Exploitation of OAuth Tokens:

The Google Threat Intelligence Group reported that UNC6395 employed compromised OAuth access and refresh tokens from the Salesloft Drift application to authenticate against targeted Salesforce instances. This method exploited the OAuth 2.0 authorization framework, which permits third-party applications to access Salesforce data without directly exposing user credentials.

Once access was secured, UNC6395 executed systematic SOQL (Salesforce Object Query Language) queries to enumerate and extract data from critical Salesforce objects, including Cases, Accounts, Users, and Opportunities. The actor demonstrated technical sophistication by running COUNT queries to assess data volumes before proceeding with data exfiltration.

Targeted Data and Credential Harvesting:

Salesloft indicated that the attacker specifically sought AWS access keys (identified by the prefix AKIA), passwords, Snowflake credentials, and other sensitive authentication materials stored within Salesforce custom fields and standard objects. Post-exfiltration analysis revealed that the actor searched the extracted data for patterns matching credential formats, suggesting a primary objective of credential harvesting rather than traditional data theft.

Mitigation Measures:

In response to the breach, Salesforce and Salesloft revoked all active OAuth tokens associated with the Drift application on August 20, 2025, effectively terminating the attack vector. The Drift application was subsequently removed from the Salesforce AppExchange pending a comprehensive security review.

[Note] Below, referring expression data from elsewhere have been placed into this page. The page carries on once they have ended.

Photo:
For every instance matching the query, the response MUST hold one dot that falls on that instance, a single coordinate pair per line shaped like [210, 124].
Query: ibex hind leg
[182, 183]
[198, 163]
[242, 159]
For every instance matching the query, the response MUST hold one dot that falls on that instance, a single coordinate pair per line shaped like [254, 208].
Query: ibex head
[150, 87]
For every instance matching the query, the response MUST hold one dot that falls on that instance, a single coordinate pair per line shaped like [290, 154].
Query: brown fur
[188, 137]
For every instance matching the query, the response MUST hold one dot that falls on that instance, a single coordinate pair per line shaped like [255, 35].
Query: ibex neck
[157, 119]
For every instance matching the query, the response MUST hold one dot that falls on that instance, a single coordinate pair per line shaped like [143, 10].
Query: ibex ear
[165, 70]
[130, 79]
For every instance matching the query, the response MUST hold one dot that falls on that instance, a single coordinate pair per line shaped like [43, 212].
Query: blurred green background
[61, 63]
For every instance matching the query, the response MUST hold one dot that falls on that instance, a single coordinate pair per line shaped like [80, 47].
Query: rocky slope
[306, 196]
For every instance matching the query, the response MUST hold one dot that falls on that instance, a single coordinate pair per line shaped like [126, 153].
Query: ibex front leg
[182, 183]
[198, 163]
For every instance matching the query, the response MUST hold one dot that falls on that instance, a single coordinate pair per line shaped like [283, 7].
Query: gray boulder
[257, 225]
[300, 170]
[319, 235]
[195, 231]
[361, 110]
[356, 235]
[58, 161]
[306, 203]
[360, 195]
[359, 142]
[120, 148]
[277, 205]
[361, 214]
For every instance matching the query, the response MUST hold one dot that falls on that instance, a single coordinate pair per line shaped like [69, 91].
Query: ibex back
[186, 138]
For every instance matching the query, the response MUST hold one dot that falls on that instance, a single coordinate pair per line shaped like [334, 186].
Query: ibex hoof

Organizations utilizing the Salesloft Drift integration are urged to implement the following remediation measures:

– Review Event Monitoring Logs: Examine logs for suspicious UniqueQuery events and authentication anomalies associated with the Drift connected app.

– Scan for Exposed Secrets: Utilize tools like TruffleHog to scan Salesforce objects for exposed secrets, searching for patterns such as AKIA, snowflakecomputing[.]com, and generic credential references.

– Harden Connected App Permissions: Implement scope restrictions, IP address restrictions, and adhere to the principle of least privilege to limit access.

– Restrict API Permissions: Remove the API Enabled permission from user profiles and grant it selectively through Permission Sets to authorized personnel only.

– Optimize Session Timeout Configurations: Adjust session timeout settings to limit exposure windows for compromised credentials.

This incident highlights the critical importance of securing third-party integrations and the necessity for continuous monitoring of OAuth-enabled applications that have access to sensitive corporate data repositories.